Moderation simsem

Zuzanna Wojcik

unread,

Apr 27, 2021, 7:53:44 AM4/27/21

to lav...@googlegroups.com

Hello,

I am running a power analysis with the R package "simsem" and the function sim.

In my population model, how can I represent the model complexity of an interaction that will be created using a product indicator approach with indProd function? Simply regressing another factor (i.e., the moderator), in my population model, does not account for such complexity. My idea was to set a high covariance (e..g, 0.7) between the moderator and the variables used to compute the moderator. Is it correct? What I could do?

My model consists of 6 latent factors (about 5 indicators each), one mediation and one moderation. The power of each path is 1 when using only N=300 and loadings are set to only .4. However, from my little experience with SEM models, I think that 300 participants might be not enough, especially considering the moderation.
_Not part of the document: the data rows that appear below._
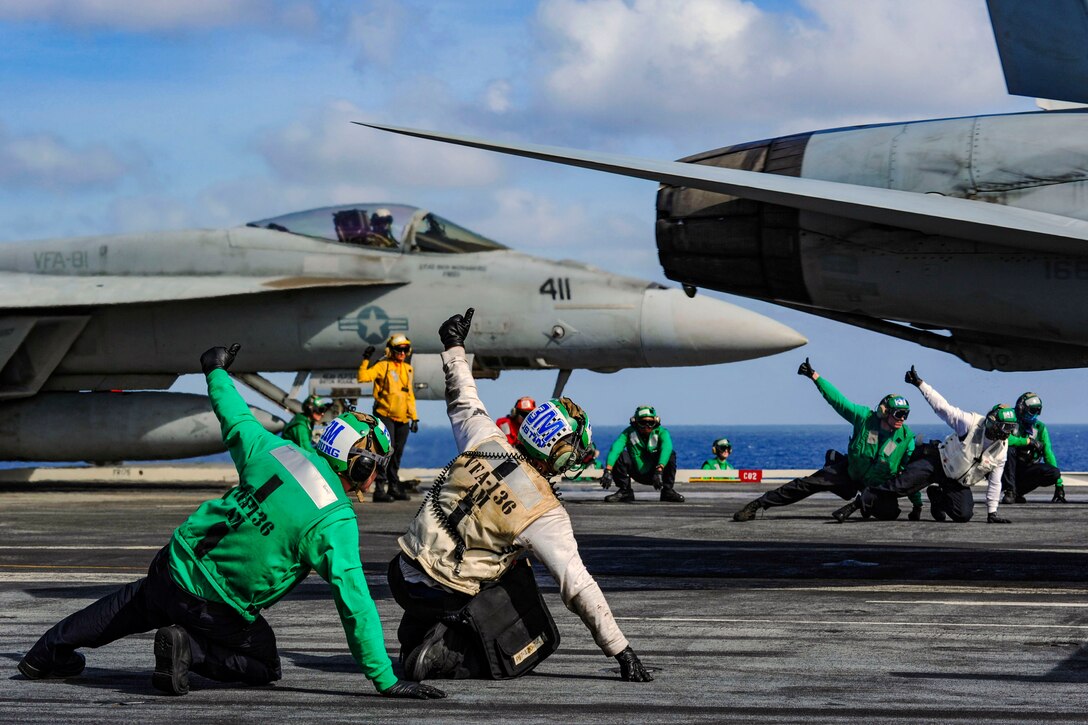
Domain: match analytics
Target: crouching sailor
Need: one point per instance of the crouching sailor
(975, 451)
(243, 552)
(470, 599)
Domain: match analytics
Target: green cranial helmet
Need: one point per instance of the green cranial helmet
(645, 413)
(1000, 422)
(557, 433)
(893, 402)
(354, 444)
(1028, 406)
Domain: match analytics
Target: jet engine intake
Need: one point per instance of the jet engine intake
(101, 427)
(730, 244)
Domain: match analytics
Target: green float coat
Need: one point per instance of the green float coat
(288, 515)
(647, 453)
(875, 454)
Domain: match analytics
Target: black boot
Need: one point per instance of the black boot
(749, 512)
(172, 660)
(669, 494)
(380, 493)
(936, 504)
(71, 667)
(621, 495)
(845, 512)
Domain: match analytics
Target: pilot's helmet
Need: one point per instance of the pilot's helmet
(558, 434)
(381, 220)
(355, 445)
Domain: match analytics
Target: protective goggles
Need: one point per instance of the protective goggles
(362, 464)
(1001, 429)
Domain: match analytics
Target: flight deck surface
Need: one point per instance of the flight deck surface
(787, 618)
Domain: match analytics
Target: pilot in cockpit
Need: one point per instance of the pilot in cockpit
(381, 229)
(353, 226)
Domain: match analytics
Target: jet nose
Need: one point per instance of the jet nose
(678, 330)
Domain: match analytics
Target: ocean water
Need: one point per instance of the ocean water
(754, 446)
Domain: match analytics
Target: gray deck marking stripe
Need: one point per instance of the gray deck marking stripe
(953, 602)
(308, 477)
(79, 548)
(852, 623)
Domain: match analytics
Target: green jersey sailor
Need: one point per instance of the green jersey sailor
(642, 453)
(719, 461)
(1030, 463)
(242, 553)
(880, 446)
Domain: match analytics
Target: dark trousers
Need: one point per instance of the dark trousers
(831, 478)
(224, 646)
(952, 499)
(398, 438)
(427, 606)
(625, 470)
(1023, 475)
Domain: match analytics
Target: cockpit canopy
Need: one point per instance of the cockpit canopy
(382, 226)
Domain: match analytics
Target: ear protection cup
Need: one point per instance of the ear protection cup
(565, 452)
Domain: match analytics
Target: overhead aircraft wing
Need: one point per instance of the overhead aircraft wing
(22, 291)
(1043, 47)
(929, 213)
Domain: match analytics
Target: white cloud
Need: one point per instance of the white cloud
(147, 15)
(651, 65)
(47, 161)
(326, 148)
(497, 96)
(376, 32)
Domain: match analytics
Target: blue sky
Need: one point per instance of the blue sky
(122, 117)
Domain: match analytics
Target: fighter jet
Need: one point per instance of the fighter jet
(307, 292)
(966, 235)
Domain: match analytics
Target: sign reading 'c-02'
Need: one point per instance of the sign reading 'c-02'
(373, 324)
I would appreciate an explanation using lavaan syntax (please not matrix style).

Thank you.

Terrence Jorgensen

unread,

Apr 28, 2021, 11:50:31 PM4/28/21

to lavaan

In my population model, how can I represent an interaction using a product indicator approach

You need to write your own custom data-generating function to pass to the generate= function, which first simulates factor scores for exogenous factors, then you can use your moderation model (plus simulated residuals) to generate endogenous factor scores. Then you create indicators of all factors using the measurement model parameters.
You need to write another custom function that accepts the data generated by function 1, which then applies indProd() to it. Pass that function to the datafun= argument.
You can use lavaan syntax to specify the analysis model, and pass that to the model= argument.

Terrence D. Jorgensen

Assistant Professor, Methods and Statistics

Research Institute for Child Development and Education, the University of Amsterdam

http://www.uva.nl/profile/t.d.jorgensen

Zuzanna Wojcik

unread,

Apr 29, 2021, 9:24:39 AM4/29/21

to lav...@googlegroups.com

That's great, I've really appreciated your help.

Do you have any examples that could give an idea of what the structure of the custom object/function should look like?

Actually, an example of all the three steps you described would be really helpful to check my syntax. Maybe a simple example with latent variables X regressed into Y moderated by W? (e.g., 3 indicators each).

Thank you very much, Terrence.

Zu

--
You received this message because you are subscribed to the Google Groups "lavaan" group.
To unsubscribe from this group and stop receiving emails from it, send an email to lavaan+un...@googlegroups.com.
To view this discussion on the web visit https://groups.google.com/d/msgid/lavaan/23c1cb87-0dee-48b3-a7f3-32ec87a89928n%40googlegroups.com.

Zuzanna Wojcik

unread,

May 1, 2021, 8:38:35 AM5/1/21

to lav...@googlegroups.com

Can someone help me interpreting Terrence's advice?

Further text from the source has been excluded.